Barb wire and electric wire made thorny bushes obsolete, however, nothing has yet to surpass the short, living tree as a support for a fence. 


Some general ideas I have about this fence are that one, two, or maybe three strands of barb wire should be used at the bottom of the fence: one strand laying on the ground and one or two going up to about one foot. Going up from the barbwire is regular steel (not high-tensile) galvanized electric fence wire—14 or 14.5 gauge would work fine. I suppose very long lasting stainless steel or aluminum could be used, too. Since you can afford to put a pollarded tree pretty much spaced as close as you want, there is no need for difficult to work with high tensile wire. The barbwire is there to prevent digging critters from entering and helps to get the fence up above most weeds that ground short the electric wire. The electric wire keeps the animals off, and keeps out all sorts of predators, and is very difficult to climb. It is also much more pleasant to work with than barb wire, which could be omitted if digging critters are not a concern.

There are several species of trees that are recommended for this treatment. Many of them aren’t adapted to North America, unfortunately. The North American trees I’ve read that take pollarding well are Beech, Oaks, Cherry, Mulberry, Osage Orange, Willows, Black and Honey Locust, Hawthorn, and Hazel. Unfortunately, many have thorns (Osage Orange, Honey Locust, Hawthorn) or are toxic to livestock (Black Locust and Cherry) or are slow growing (Beech and Oaks) or don’t really like to grow like trees (Hazel). This leaves Mulberry and Willow. I have confirmed that both Mulberry and Willow have palatable leaves, and Mulberry rivals the best of hay for nutritive quality. Both Willow and Mulberry are very fast growing and tolerant of a wide range of conditions. Willow, of course, is more tolerant of wet soil. Mulberry has the added benefit of Mullberries, which are actually okay to eat if you add some sugar and acid to them. If nothing else, they attract birds AWAY from your better berries. My neighbor, who provided the Hedgeapples has also an impressive Mulberry tree and an impressive Black Willow (nice neighbor, huh?). Mulberry grows very well from seed, and unlike its relative Osage Orange, Mullberry doesn’t require the half-year-long weathering process to make its seeds plant-able. In fact, it is such a weedy tree that they randomly pop up in my fields and garden. So does Willow (and Cottonwood). I am going to implement this experiment in the coming year. I plan on using hedges now for interior fencing only. I should have thought of this two weeks ago!

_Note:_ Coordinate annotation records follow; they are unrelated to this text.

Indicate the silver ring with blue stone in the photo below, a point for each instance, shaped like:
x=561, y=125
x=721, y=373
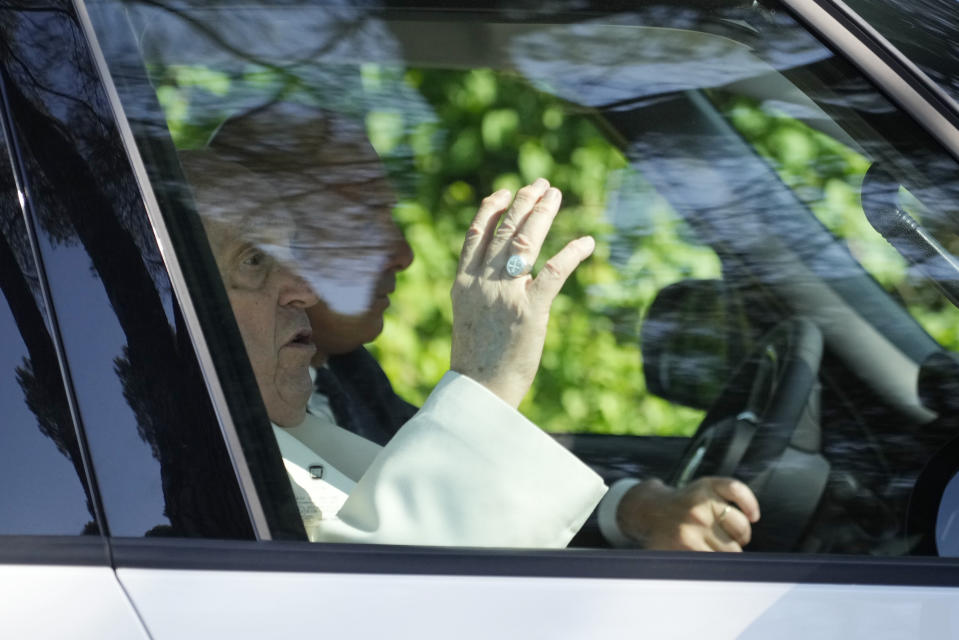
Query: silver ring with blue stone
x=516, y=266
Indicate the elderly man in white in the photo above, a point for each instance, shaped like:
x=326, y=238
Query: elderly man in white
x=468, y=469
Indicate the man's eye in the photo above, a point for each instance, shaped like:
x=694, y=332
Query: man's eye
x=254, y=259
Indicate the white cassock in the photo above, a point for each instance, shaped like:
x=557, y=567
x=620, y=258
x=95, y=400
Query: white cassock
x=466, y=470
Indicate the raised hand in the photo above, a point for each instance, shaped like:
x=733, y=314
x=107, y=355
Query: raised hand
x=500, y=310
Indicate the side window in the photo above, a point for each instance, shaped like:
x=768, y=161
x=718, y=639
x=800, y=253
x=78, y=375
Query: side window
x=156, y=448
x=741, y=317
x=40, y=463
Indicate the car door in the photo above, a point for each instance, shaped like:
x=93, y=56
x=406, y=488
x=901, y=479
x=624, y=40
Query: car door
x=54, y=557
x=193, y=493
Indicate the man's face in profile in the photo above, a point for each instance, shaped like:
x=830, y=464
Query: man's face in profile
x=269, y=303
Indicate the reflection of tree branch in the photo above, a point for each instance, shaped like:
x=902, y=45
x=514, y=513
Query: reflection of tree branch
x=42, y=87
x=217, y=39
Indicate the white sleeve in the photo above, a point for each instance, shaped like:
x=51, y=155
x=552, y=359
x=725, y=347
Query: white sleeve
x=606, y=514
x=467, y=470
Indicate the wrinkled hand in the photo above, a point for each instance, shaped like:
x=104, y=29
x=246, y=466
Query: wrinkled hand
x=709, y=514
x=499, y=322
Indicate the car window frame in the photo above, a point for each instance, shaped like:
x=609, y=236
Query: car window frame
x=614, y=564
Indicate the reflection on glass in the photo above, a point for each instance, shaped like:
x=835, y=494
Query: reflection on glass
x=947, y=521
x=718, y=156
x=40, y=465
x=156, y=449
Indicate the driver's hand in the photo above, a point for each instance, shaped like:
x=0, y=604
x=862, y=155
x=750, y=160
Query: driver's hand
x=708, y=514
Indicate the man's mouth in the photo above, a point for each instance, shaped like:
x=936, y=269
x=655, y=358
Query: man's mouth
x=302, y=337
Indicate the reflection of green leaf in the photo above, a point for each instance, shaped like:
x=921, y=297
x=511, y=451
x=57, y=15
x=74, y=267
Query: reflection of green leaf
x=498, y=126
x=385, y=129
x=534, y=161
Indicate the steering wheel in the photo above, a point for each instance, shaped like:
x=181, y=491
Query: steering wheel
x=764, y=430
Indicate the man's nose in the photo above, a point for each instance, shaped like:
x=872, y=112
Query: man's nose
x=294, y=290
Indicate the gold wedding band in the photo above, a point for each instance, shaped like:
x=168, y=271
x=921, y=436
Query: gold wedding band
x=723, y=513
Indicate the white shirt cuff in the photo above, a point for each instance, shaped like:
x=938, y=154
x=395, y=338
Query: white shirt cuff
x=606, y=513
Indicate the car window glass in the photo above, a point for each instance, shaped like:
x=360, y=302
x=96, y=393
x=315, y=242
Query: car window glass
x=155, y=444
x=721, y=158
x=40, y=462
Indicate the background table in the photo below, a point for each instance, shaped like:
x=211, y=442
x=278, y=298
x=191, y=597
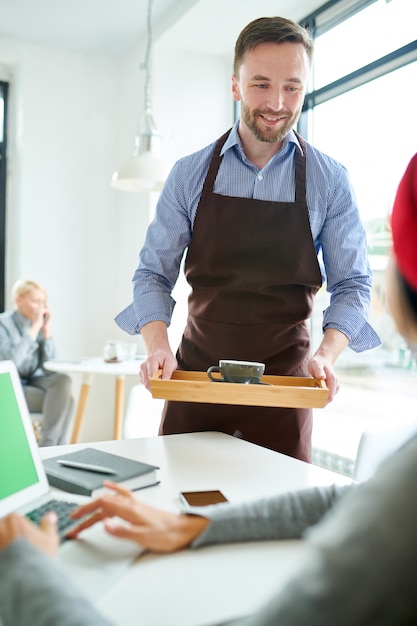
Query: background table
x=96, y=365
x=206, y=586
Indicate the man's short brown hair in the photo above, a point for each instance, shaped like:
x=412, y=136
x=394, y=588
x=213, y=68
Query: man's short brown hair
x=270, y=30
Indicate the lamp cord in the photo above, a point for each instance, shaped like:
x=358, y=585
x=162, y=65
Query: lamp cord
x=147, y=61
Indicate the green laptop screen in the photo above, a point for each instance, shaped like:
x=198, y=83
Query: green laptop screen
x=17, y=470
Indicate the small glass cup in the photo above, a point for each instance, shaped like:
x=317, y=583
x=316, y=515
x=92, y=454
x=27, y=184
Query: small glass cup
x=113, y=352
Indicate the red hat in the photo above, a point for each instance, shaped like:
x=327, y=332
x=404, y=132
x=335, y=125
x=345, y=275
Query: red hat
x=404, y=225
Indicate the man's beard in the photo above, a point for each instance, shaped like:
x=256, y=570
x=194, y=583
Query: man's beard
x=262, y=133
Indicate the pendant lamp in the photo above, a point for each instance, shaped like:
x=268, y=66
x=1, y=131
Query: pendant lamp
x=145, y=170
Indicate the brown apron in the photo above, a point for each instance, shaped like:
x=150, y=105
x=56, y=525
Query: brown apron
x=253, y=270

Unfortunately, this will take even longer to establish than a hedge (since the tree needs to get larger), and it might be more vulnerable to herbicide over-spray from your neighbors. It will be necessary to protect it with internal fencing from the animals for a longer time, but since I control where my animals graze very carefully with portable, temporary electric fence, it should be possible. Ideally, by the time the portable fence wears out (about a decade), the pollards should be ready to be strung with barb and electric wire.

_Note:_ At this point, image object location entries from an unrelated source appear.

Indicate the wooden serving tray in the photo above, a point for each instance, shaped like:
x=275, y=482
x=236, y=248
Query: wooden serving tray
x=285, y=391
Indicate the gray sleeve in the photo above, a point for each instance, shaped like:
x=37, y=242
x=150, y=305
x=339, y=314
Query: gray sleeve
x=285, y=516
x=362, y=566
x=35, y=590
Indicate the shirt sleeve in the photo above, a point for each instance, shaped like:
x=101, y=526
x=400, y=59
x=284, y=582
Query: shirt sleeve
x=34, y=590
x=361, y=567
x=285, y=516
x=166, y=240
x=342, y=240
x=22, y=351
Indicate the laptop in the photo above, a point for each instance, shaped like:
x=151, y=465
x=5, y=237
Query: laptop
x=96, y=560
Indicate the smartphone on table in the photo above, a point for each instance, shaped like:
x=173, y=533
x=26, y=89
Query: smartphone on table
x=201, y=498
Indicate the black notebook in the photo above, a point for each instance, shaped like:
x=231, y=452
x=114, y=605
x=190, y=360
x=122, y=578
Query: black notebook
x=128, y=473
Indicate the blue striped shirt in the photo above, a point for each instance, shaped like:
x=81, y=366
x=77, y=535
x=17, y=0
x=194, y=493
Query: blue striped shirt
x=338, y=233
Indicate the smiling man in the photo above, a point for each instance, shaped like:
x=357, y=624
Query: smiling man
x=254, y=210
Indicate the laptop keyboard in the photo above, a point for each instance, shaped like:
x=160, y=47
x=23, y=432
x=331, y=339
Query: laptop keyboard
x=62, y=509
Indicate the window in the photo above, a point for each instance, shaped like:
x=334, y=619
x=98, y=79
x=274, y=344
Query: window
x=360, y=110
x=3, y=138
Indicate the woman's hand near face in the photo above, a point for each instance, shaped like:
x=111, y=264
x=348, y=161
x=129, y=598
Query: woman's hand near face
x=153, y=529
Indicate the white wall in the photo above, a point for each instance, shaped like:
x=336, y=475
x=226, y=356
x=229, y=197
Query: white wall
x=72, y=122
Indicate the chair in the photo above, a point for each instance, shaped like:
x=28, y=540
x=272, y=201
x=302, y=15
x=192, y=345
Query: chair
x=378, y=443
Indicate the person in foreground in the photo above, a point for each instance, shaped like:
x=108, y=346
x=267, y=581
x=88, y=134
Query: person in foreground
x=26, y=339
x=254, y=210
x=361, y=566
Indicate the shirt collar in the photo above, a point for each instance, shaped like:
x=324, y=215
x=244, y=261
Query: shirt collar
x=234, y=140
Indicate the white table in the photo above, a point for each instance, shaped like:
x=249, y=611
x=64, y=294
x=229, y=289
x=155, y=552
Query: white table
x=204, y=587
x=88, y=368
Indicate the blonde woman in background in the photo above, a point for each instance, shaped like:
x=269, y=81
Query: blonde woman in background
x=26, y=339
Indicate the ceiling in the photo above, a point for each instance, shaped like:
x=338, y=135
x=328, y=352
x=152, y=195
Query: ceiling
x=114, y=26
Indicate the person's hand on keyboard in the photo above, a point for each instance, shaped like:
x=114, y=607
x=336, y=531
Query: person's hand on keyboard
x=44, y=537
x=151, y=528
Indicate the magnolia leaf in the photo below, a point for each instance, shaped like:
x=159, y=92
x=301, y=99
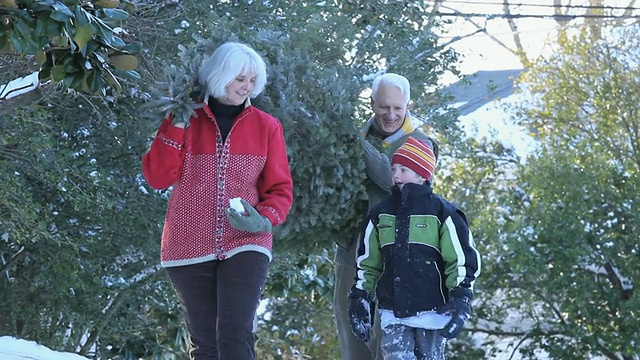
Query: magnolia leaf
x=109, y=4
x=124, y=62
x=115, y=14
x=9, y=3
x=84, y=33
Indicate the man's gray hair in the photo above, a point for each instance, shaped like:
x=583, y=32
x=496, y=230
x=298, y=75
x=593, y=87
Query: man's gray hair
x=392, y=79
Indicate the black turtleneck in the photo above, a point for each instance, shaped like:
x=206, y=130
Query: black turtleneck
x=225, y=115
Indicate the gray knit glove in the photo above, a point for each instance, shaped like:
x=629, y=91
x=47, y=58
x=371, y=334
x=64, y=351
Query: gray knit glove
x=250, y=221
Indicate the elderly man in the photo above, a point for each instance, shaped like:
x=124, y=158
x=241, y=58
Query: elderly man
x=382, y=135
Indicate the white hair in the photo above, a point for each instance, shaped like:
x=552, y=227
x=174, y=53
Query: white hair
x=226, y=63
x=392, y=79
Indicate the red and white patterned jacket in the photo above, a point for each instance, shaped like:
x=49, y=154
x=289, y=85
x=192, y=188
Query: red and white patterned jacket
x=205, y=173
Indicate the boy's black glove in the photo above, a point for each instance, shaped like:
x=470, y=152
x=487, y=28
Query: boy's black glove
x=360, y=313
x=459, y=307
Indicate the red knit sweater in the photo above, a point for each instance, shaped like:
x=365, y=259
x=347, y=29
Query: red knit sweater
x=205, y=173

Though it doesn’t pollard well and produces no practical edible, the Eastern Red Cedar could possibly be allowed to simply grow normally as a tree and then be strung with wires. They certainly grow from seed well and would have the benefit of not needing to be protected from animals since their foliage is unpalatable. In fact, on a very large farm, where the labor of pollarding would be overwhelming, or on a  farm where set-stocking is practiced, Eastern Red Cedar may be the ideal tree for this scheme.